There is no harshness in saying this, for, to do him justice, he avows it with his usual picturesque candour. In a very interesting poem, he says that--"If England was what England seems"--that is, weak and inefficient; if England were not what (as he believes)she is--that is, powerful and practical--"How quick we'd chuck 'er! But she ain't!"He admits, that is, that his devotion is the result of a criticism, and this is quite enough to put it in another category altogether from the patriotism of the Boers, whom he hounded down in South Africa.
In speaking of the really patriotic peoples, such as the Irish, he has some difficulty in keeping a shrill irritation out of his language.
The frame of mind which he really describes with beauty and nobility is the frame of mind of the cosmopolitan man who has seen men and cities.

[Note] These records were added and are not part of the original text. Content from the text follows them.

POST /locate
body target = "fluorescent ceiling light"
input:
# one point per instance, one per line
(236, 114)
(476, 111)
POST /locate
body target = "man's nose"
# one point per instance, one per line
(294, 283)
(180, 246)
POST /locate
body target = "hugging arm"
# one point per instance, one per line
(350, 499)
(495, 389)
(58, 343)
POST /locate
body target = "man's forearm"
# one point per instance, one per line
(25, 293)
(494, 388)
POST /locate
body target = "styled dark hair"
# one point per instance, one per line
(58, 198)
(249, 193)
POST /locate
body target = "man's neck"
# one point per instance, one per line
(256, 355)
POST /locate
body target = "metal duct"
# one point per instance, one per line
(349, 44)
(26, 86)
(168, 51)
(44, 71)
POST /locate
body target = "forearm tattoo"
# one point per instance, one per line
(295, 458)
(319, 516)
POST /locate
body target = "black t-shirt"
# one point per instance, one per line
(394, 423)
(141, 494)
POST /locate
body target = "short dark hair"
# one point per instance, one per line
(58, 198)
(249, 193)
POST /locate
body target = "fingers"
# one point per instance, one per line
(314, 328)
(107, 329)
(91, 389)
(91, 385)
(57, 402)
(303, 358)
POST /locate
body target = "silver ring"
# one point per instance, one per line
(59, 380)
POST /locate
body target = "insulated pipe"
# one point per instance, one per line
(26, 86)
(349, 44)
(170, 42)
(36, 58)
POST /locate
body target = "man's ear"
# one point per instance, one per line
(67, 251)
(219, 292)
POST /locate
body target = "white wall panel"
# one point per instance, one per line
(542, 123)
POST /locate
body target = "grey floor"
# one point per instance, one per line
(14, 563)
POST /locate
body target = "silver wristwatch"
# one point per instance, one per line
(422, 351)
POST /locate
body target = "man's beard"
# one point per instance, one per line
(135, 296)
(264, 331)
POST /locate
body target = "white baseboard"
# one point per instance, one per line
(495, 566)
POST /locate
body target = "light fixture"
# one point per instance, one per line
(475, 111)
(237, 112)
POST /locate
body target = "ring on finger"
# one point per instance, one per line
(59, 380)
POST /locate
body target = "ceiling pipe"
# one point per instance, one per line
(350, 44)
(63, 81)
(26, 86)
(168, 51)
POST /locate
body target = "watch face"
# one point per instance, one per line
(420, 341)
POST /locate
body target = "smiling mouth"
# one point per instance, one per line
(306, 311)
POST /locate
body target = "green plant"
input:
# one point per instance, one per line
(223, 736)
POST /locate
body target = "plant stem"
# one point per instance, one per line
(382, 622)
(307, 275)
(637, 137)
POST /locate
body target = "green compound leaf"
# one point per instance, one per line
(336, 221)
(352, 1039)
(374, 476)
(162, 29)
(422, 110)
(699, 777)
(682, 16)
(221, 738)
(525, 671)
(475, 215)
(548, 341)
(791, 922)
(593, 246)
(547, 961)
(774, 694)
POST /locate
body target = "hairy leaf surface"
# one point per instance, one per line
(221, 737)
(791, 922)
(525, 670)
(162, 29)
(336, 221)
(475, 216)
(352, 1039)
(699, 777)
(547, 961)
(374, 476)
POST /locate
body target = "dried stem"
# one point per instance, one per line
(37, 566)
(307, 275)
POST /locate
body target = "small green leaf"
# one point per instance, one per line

"For to admire and for to see, For to be'old this world so wide."He is a perfect master of that light melancholy with which a man looks back on having been the citizen of many communities, of that light melancholy with which a man looks back on having been the lover of many women. He is the philanderer of the nations.
But a man may have learnt much about women in flirtations, and still be ignorant of first love; a man may have known as many lands as Ulysses, and still be ignorant of patriotism.
Mr. Rudyard Kipling has asked in a celebrated epigram what they can know of England who know England only. It is a far deeper and sharper question to ask, "What can they know of England who know only the world?"for the world does not include England any more than it includes the Church. The moment we care for anything deeply, the world--that is, all the other miscellaneous interests--becomes our enemy.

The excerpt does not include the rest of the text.